To reach to the potential customers in India, Chinese brands have recently formed an alliance which will establish more than 200 retail touch points across the country and will also enable them to offer after sales service under AndroidGuruz brand name. And all these 45 brands will offer three month replacement warranty along with one year warranty. While this will help in having a wide distribution channel to all these brands, it will also enable them to save cost on distribution.

However this is a work in progress and will take at least 1-2 year to set up the entire network. Meanwhile they are relying in online sales through their own websites to sell their handsets. One of the biggest issue for them is to do away with apprehensions about Chinese brands (generally associated with low quality stuff). However, they are not spending much on marketing to change this image. Moreover to penetrate deeper into the market relying on just one model won’t work and ultimately they will have to tie up with local distributors.
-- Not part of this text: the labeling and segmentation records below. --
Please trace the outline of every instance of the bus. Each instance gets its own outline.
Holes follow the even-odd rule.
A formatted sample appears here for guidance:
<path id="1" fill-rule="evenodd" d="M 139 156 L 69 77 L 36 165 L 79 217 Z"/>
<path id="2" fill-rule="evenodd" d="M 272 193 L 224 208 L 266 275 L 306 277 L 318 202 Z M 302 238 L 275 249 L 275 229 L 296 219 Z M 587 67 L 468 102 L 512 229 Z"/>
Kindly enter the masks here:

On the other hand, larger Indian brands like Micromax has much larger footprint running into thousands of stores to sell its products. Moreover almost all the major Indian brands have tied up with large format retailers like Next, Chroma, Big Bazaar etc for sales also online presence has been take care of.

Spice has its own multi brand retail outlet though which it is selling its own products. Micromax has been opening its flagship stores in India to improve brand presence. Even new brands like Salora have more than 100 service network in India.

And while this strategy can help Chinese vendors, Indian players have already got a huge lead time and therefore can scale up their networks to retain their advantage.